Schwierigkeiten hat Daimler sogar im Boommarkt China, wo die Vertriebsstrukturen noch ineffizient sind und die Profitabilität der Händler zu wünschen übrig lässt. Allein in das Training der Händler und einen verbesserten Markenauftritt will Daimler im laufenden vierten Quartal 850 Millionen Euro investieren. Probleme bekam auch die Lkw-Sparte Daimler Trucks, die von der schwächelnden Konjunktur in Westeuropa voll erwischt wurde. Zudem verliefen die Geschäfte in Lateinamerika durch die Einführung einer neuen Abgasnorm schleppend.

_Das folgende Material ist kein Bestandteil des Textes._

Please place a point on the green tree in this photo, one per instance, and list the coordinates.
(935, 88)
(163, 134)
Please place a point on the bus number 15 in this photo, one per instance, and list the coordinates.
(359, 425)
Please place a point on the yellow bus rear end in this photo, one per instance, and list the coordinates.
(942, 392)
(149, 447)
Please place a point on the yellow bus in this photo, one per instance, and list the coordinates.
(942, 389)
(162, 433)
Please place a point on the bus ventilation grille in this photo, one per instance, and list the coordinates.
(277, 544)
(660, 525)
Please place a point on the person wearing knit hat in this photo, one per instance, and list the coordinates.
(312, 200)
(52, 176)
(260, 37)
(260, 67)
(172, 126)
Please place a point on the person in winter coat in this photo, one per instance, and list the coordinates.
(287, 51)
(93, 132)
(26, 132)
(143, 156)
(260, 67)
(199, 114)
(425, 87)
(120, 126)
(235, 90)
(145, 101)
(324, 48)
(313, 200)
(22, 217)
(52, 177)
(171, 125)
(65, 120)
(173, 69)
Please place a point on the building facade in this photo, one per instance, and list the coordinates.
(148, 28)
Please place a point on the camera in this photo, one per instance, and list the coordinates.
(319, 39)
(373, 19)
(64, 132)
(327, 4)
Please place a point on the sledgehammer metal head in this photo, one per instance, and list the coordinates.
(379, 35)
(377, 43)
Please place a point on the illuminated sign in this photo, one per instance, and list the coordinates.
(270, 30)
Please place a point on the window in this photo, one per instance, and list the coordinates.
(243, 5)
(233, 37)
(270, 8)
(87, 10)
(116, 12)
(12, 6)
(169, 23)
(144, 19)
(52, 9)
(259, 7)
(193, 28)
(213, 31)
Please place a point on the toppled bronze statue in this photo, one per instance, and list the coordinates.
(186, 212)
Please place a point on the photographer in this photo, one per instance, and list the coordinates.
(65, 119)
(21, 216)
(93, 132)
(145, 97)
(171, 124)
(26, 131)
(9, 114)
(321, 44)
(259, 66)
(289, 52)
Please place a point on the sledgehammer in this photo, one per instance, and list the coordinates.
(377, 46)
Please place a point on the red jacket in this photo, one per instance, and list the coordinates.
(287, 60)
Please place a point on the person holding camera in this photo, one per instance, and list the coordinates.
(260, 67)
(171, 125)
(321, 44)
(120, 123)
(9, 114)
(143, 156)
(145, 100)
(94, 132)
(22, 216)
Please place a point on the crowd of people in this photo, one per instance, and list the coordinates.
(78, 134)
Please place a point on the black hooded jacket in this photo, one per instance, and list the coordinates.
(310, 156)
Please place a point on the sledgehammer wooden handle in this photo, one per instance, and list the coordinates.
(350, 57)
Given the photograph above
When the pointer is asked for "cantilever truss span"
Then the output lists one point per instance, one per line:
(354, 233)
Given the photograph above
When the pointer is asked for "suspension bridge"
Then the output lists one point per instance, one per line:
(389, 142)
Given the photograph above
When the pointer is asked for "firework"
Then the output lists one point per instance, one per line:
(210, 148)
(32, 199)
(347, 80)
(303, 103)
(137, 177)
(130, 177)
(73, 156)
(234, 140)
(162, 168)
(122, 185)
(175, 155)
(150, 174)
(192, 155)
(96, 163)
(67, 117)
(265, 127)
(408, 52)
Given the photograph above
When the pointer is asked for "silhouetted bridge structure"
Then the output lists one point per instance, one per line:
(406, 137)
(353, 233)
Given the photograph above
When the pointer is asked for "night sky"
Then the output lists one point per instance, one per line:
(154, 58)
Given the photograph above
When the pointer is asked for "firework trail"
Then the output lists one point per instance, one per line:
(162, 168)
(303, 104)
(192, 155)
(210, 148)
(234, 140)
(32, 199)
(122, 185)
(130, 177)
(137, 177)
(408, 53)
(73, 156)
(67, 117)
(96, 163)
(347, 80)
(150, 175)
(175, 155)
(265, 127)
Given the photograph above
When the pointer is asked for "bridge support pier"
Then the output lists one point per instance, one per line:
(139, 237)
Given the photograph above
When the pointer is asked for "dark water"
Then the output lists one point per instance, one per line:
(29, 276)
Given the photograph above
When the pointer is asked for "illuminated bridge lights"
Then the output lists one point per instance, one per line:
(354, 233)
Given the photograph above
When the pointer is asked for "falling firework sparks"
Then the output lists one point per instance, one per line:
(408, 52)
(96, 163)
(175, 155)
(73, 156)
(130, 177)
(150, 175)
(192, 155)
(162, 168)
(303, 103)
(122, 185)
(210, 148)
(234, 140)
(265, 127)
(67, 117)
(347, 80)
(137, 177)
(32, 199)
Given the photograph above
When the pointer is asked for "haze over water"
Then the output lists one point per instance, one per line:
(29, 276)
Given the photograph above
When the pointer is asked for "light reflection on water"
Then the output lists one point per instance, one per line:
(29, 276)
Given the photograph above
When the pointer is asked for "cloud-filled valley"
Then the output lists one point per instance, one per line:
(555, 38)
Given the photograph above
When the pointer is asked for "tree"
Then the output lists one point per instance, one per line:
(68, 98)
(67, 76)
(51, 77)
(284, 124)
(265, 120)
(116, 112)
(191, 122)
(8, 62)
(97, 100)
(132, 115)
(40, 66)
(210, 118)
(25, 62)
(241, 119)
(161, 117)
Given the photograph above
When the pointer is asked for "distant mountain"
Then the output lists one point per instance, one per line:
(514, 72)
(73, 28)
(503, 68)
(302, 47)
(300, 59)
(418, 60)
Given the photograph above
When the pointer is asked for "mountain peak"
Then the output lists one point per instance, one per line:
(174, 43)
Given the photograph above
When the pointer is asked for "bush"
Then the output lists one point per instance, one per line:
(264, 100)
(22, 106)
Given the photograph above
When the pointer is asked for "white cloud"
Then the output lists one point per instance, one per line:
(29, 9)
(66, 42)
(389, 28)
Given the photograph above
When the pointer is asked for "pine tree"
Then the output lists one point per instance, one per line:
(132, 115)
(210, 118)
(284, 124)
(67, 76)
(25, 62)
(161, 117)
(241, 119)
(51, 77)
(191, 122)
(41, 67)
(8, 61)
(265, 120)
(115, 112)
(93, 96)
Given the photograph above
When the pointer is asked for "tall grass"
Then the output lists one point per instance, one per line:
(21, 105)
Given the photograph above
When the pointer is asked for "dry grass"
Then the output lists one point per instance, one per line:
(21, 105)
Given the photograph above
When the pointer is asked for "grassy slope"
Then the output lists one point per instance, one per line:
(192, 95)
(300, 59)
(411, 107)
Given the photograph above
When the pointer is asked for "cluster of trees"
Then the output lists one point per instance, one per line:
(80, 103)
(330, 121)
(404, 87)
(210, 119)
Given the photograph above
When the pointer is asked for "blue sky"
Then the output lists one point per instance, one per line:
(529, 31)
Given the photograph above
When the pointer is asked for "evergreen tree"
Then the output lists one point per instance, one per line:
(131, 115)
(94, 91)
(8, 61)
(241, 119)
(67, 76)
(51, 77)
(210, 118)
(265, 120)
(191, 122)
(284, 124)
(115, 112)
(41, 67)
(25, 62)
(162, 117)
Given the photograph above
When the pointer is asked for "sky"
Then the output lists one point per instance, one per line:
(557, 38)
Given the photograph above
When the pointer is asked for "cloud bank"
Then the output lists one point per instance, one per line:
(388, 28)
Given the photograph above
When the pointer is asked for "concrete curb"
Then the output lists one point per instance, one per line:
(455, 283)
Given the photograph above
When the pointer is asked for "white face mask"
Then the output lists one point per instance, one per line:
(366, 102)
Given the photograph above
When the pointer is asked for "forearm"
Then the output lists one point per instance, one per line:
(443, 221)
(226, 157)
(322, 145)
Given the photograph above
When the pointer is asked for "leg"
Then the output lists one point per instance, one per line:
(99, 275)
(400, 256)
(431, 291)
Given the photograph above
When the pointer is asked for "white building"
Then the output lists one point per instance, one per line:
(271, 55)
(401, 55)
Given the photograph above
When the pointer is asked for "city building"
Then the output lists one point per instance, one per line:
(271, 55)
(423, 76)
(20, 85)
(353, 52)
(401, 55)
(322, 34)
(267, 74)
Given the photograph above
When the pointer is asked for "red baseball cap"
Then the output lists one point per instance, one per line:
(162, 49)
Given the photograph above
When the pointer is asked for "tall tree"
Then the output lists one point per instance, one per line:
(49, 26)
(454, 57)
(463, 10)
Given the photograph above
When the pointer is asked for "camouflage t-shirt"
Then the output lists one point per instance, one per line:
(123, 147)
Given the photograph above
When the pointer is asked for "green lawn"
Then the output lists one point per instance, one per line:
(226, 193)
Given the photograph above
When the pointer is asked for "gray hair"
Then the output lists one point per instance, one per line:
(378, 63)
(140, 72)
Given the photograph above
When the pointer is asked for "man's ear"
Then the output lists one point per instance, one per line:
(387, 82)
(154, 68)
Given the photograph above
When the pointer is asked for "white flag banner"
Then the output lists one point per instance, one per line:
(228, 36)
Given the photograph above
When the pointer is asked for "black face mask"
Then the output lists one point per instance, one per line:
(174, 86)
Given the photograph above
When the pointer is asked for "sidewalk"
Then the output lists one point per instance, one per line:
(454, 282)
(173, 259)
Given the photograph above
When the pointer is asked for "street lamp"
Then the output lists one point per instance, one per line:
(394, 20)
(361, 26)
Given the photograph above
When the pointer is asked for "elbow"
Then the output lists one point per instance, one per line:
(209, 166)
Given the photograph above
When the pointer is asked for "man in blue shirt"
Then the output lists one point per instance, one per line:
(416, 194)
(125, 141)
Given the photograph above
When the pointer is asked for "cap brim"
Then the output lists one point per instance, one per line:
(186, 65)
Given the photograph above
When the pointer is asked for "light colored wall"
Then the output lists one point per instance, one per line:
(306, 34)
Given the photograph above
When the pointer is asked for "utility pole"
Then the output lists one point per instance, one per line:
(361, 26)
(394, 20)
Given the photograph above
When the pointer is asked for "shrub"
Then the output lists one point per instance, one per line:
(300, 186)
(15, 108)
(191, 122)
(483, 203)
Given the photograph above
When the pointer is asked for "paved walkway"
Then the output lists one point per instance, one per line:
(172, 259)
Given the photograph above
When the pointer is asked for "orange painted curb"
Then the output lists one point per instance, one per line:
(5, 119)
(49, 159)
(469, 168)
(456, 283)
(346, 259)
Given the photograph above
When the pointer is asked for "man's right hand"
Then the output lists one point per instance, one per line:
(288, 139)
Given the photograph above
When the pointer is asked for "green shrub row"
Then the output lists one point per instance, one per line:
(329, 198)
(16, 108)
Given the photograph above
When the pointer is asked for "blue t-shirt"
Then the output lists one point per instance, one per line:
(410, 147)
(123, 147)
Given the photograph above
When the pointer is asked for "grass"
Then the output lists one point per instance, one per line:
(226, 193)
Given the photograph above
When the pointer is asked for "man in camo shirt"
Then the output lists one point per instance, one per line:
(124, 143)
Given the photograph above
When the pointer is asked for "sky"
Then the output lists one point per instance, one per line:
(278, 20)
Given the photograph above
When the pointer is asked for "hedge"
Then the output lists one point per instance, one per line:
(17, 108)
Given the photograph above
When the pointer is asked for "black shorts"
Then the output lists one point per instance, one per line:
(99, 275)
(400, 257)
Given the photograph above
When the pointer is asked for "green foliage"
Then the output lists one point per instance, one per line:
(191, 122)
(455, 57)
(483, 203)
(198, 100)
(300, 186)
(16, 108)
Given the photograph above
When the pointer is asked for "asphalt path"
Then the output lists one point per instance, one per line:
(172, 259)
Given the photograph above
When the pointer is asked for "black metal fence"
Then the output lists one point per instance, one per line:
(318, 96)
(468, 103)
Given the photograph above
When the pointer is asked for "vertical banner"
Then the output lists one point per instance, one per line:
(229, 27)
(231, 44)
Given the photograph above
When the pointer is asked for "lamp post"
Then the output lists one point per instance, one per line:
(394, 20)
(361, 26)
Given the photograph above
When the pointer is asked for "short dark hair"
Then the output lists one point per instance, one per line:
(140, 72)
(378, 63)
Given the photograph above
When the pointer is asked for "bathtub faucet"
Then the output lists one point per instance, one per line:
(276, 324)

"Wir sind heute noch nicht da, wo wir mit Daimler mittel- bis langfristig hinwollen", räumte Uebber ein. Derzeit hat Mercedes-Benz im Vergleich zur Konkurrenz von BMW und Audi eine wesentlich ältere Modellpalette. Das wird sich erst in den kommenden Jahren ändern. 2013 kommt die neue S-Klasse auf den Markt, die E-Klasse wird runderneuert. 2014 folgt die neue C-Klasse. Mit der modernen B- und A-Klasse brachte der Autohersteller zudem im vergangenen und in diesem Jahr Modelle für die breite Masse auf den Markt, die zu weiterem Wachstum führen sollen. Auch bei den Trucks stellte Daimler in diesem Jahr zahlreiche neue Modelle vor, die in Zukunft den Absatz ankurbeln sollen.

Nicht nur Daimler hatte gestern schlechte Nachrichten für den Automarkt, auch Ford überraschte mit neuen Hiobsbotschaften. Der US-Konzern plant in Europa weit drastischere Einschnitte als bislang bekannt: Bis 2014 will der Autobauer nicht nur sein Werk im belgischen Genk, sondern auch zwei weitere Fabriken in Großbritannien schließen. Rund 6200 der insgesamt 47 000 Arbeitsplätze des Konzerns in Europa sollen dem Sparkurs zum Opfer fallen. Durch diese Radikalkur will Ford sein kränkelndes Europageschäft bis 2015 wieder in die schwarzen Zahlen bringen. In diesem Jahr erwartet der Konzern hier einen Verlust von rund 1,2 Milliarden Euro. Langfristiges Ziel sei eine Umsatzrendite von sechs bis acht Prozent. Der Chef von Ford Europa, Stephen Odell, stellte klar: "Die Probleme der Automobilindustrie in Europa sind mittlerweile nicht mehr nur konjunkturbedingt, sondern struktureller Natur und erfordern daher entschlossenes Handeln." Und Ford-Chef Allan Mulally ergänzte: "Wir sind uns bewusst, welche Auswirkungen unsere Pläne für viele Beschäftigte und deren Familien hier in Europa haben werden."